A Washington, Barack Obama considère que les insurgés islamistes menacent la stabilité de l’Iran, de la région, et pourrait aussi menacer les Etats-Unis.

Il est en train d’examiner une série de mesures militaires et diplomatiques proposées par ses conseillers. L’une d’entre elles consisterait curieusement en une alliance avec l’Iran.

Depuis le début de la crise en Irak la semaine dernière, Barack Obama n’a pas encore évoqué lui-même publiquement la possibilité d’une coopération avec l’Iran pour contrer ce qu’il appelle "l’offensive terroriste" des rebelles de l’Etat Islamique en Irak et au Levant (EIIL).

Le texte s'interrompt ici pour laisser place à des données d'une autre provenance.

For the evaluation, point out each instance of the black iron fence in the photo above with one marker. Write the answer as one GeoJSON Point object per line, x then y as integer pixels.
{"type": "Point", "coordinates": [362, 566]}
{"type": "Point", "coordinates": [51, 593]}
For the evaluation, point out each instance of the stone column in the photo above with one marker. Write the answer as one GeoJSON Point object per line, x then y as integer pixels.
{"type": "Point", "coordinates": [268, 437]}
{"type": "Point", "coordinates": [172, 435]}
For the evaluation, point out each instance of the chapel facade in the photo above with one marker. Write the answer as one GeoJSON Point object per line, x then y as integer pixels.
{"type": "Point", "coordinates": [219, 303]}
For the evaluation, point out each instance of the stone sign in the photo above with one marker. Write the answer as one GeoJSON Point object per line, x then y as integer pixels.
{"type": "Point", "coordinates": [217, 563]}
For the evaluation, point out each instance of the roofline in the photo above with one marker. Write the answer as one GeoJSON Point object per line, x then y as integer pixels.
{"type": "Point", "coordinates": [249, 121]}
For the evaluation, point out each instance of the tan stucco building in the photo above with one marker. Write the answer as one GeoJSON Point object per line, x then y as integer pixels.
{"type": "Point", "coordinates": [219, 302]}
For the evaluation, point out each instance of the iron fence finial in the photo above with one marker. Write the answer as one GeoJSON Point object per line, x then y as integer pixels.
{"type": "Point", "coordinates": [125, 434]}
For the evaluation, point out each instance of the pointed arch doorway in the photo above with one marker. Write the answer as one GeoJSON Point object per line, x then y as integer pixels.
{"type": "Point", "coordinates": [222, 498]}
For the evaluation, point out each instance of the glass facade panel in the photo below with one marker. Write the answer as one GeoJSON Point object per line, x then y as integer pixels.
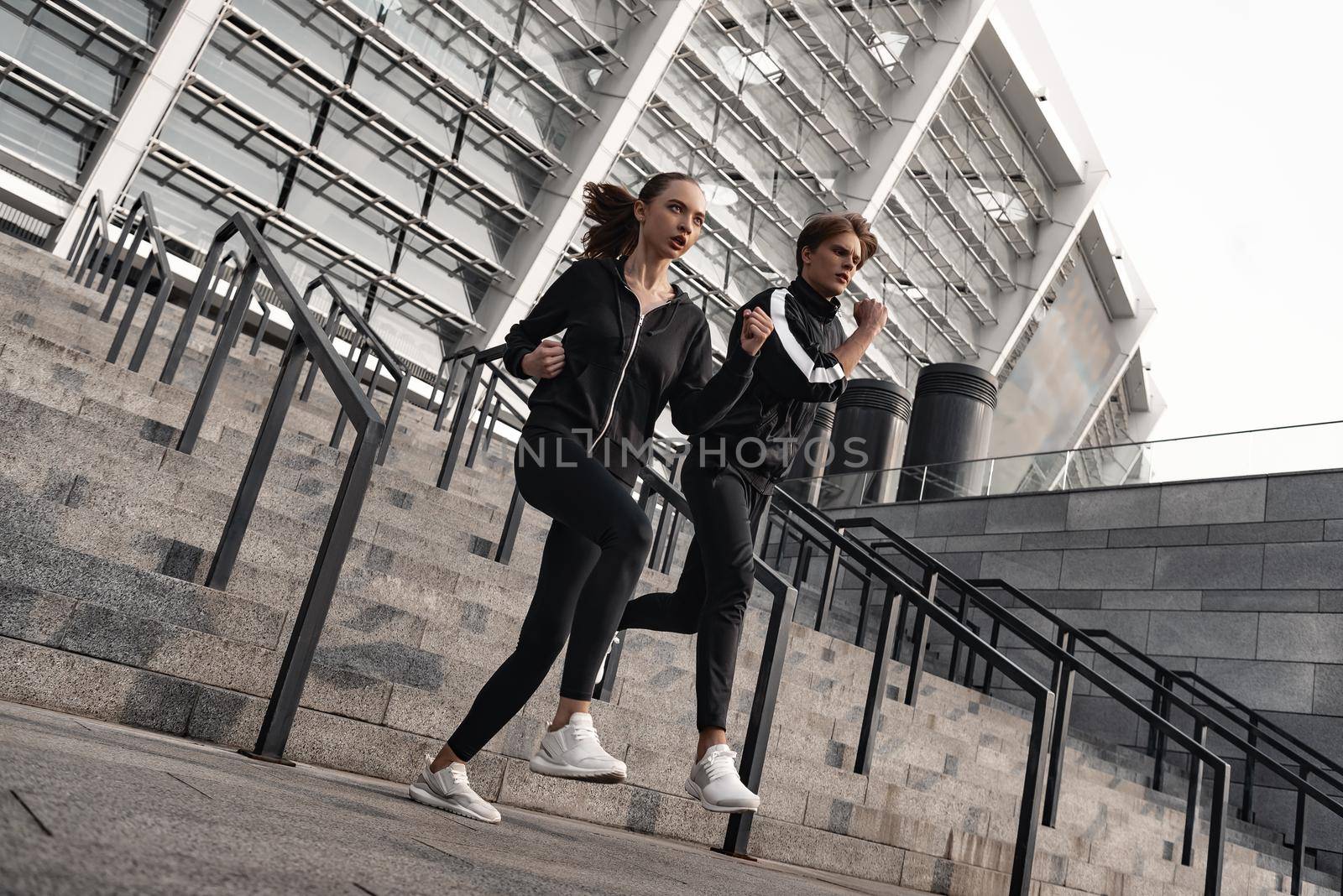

Mais John Kerry, son ministre des Affaires Etrangères, a déclaré lundi que le gouvernement américain était "ouvert" à un dialogue avec l’Iran à propos de l’Irak. Washington "n’écarte rien qui pourrait être constructif", a expliqué le patron du Département d’Etat. A Genève, où les Etats-Unis et l’Iran négocient sur l’avenir du programme nucléaire iranien en compagnie d’autres pays, des diplomates américains et iraniens ont d’ailleurs parlé du dossier irakien lundi soir. Pas de coopération militaire L’idée d’une coopération, même ponctuelle et ciblée, avec l’Iran des ayatollahs est toujours délicate et controversée aux Etats-Unis.

Du reste, le porte-parole de la Maison Blanche et le Département d’Etat tempérent les déclarations de John Kerry. Josh Earnest souligne en effet qu’aucune décision n’a été prise en ce qui concerne une éventuelle coopération entre Washington et Téhéran en Irak, et le Département d’Etat indique que, si une telle coopération était nouée, elle ne serait que politique, et non pas militaire.

obama rouhani
A long terme, les intérêts des deux pays divergent.

Pour autant, une coopération entre les Etats-Unis et l’Iran ne serait pas nouvelle. Il y a 13 ans, Washington et Téhéran avaient en effet déjà collaboré sur la scène internationale et dans une situation de conflit quand leurs intérêts se trouvaient en convergence.

Après les attentats du 11 septembre 2001, les Etats-Unis de George W. Bush et l’Iran des ayatollahs ont ainsi partagé des renseignements militaires pour agir contre les Talibans durant la guerre en Afghanistan, un pays qui a une frontière commune avec l’Iran. Divergences à long terme En Irak aujourd’hui, les intérêts des Etats-Unis et de l’Iran semblent à nouveau se rejoindre, en tout cas leurs intérêts à court terme. L’administration Obama veut éviter que l’ancienne filiale d’Al-Qaïda en Irak ne renverse le gouvernement du Premier Ministre Nouri El-Maliki, que le peuple irakien a élu et que Washington a porté sur les fonts baptismaux. De son côté, le régime chiite en place à Téhéran veut préserver le gouvernement chiite de M. El-Maliki contre les rebelles sunnites.

A long terme, les intérêts des deux pays divergent dans la mesure où Washington insiste auprès de M. Maliki pour qu’il entame un dialogue avec les Irakiens sunnites et pour qu’il les inclut dans son gouvernement. En fait, le président Obama soumet tout soutien américain au gouvernement irakien face à l’EIIL à la condition que le premier ministre tende la main aux Sunnites. "Les Etats-Unis ne s’impliqueront pas dans une action militaire en l’absence d’un plan politique élaboré par les dirigeants irakiens, qui nous donne l’assurance qu’ils sont prêts à travailler ensemble, à faire des compromis", affirme Barack Obama.